Yeah Lee Ching, managing director, retail and trading, at ValueMax, said that while demand from walk-in traffic has improved compared to previous years, the mix of what people are buying is changing.
She noted that demand for investment-grade gold bars, such as PAMP Suisse bars, is on the rise, requiring more frequent restocking. Meanwhile, sales of 916 gold jewellery, which is lower in purity, still outpaces 999.9 LBMA gold bars. The numbers denote purity – 916 is 91.6 per cent gold, while 999.9 is near pure.

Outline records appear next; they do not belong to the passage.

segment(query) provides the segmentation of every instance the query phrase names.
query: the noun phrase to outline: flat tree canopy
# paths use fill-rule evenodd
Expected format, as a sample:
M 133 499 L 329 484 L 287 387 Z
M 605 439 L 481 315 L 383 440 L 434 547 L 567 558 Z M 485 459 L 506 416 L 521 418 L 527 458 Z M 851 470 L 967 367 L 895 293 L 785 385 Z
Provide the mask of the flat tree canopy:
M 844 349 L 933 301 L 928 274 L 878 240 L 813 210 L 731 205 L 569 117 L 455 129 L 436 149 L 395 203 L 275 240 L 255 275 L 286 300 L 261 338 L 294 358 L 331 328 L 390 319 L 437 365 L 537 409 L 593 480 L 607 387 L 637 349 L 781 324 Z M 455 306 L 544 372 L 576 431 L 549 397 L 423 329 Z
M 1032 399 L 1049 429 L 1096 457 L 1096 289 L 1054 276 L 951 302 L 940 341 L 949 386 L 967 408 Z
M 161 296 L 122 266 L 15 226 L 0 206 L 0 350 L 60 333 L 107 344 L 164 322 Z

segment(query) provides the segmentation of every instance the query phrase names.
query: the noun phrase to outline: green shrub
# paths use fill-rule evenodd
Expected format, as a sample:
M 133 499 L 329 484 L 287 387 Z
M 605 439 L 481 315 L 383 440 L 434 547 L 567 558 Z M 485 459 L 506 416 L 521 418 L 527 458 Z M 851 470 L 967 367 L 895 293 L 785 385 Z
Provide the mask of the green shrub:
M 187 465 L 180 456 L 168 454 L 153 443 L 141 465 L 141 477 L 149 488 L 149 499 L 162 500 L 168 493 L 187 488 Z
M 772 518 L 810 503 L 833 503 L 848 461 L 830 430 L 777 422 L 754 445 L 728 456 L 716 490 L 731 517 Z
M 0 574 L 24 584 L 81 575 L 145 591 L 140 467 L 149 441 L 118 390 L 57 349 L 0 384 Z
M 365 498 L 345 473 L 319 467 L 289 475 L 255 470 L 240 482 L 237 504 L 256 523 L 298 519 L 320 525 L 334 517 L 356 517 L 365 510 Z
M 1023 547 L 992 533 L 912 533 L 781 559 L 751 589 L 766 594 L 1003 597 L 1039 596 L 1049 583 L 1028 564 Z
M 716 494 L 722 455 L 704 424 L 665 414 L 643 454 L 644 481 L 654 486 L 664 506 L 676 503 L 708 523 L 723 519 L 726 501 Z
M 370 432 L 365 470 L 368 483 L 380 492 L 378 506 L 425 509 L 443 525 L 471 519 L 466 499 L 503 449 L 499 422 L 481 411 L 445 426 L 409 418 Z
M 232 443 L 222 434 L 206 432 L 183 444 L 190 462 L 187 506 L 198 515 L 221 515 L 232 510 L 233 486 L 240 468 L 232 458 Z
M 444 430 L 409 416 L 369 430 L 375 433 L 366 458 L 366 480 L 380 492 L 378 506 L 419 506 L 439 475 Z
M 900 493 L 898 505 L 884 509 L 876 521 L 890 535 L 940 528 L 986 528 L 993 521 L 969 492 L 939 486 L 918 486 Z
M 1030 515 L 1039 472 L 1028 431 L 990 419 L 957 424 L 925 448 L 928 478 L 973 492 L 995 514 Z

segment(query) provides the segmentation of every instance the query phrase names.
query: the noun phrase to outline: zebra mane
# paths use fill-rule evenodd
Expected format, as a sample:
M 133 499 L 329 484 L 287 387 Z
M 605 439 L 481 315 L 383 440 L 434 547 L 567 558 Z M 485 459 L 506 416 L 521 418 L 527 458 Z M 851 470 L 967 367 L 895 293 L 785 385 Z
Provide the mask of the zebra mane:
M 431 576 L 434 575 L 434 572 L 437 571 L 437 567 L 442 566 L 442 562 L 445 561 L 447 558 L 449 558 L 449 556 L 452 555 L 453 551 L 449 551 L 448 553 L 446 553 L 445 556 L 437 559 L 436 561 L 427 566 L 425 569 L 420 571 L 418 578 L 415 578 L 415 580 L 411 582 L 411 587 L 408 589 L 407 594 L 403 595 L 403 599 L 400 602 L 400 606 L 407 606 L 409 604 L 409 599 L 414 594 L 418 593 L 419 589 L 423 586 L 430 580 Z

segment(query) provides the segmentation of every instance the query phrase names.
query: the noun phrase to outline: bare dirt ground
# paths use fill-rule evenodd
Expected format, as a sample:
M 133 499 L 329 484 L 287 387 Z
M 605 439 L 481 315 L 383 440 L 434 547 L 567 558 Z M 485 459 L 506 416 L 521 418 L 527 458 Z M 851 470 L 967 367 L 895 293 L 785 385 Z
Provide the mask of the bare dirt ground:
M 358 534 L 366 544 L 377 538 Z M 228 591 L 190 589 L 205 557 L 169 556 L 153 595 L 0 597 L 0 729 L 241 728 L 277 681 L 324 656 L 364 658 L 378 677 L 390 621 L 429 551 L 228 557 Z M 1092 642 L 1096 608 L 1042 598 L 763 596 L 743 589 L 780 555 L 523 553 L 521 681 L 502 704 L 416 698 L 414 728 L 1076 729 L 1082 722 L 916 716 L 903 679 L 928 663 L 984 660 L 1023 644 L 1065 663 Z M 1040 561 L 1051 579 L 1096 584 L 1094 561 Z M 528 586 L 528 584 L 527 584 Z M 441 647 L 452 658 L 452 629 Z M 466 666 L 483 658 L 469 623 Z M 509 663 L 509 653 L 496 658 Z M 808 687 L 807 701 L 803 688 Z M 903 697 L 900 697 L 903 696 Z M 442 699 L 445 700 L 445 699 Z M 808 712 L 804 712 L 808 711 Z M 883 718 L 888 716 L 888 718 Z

Lim Chun Seng, group general manager of MoneyMax, noted that the gold gifting segment is seeing increased demand this year, particularly for gifts such as gold key chains or mini gold bars.
Looking ahead, CMC’s Lizza expects a slight decline in jewellery manufacturing, or a shift towards simpler, more cost-effective pieces being commissioned to offset higher raw material costs.
Where are gold prices headed?
Even as physical buying surges, analysts caution that higher prices and price swings could prompt consumers to adopt a more measured approach.
Vasu Menon, managing director of investment strategy at OCBC, noted: “Elevated prices and sharp fluctuations tend to make consumers more hesitant, even though some buyers continue to view gold as a long‑term hedge rather than just a traditional purchase.”
Meanwhile, the long-term sentiment among institutional players remains bullish. Heng Koon How, head of markets strategy at UOB, reiterated a positive outlook.
The bank forecasts gold to rise to US$5,400 per ounce by the fourth quarter of this year.
“Despite our positive long-term outlook, it is important to appreciate risks of further near-term volatility,” said Heng. “Given the outsized speculative positioning that had been accumulated in the recent run-up, a further near-term sell-off in gold from the ‘stale bulls’ cannot be ruled out.”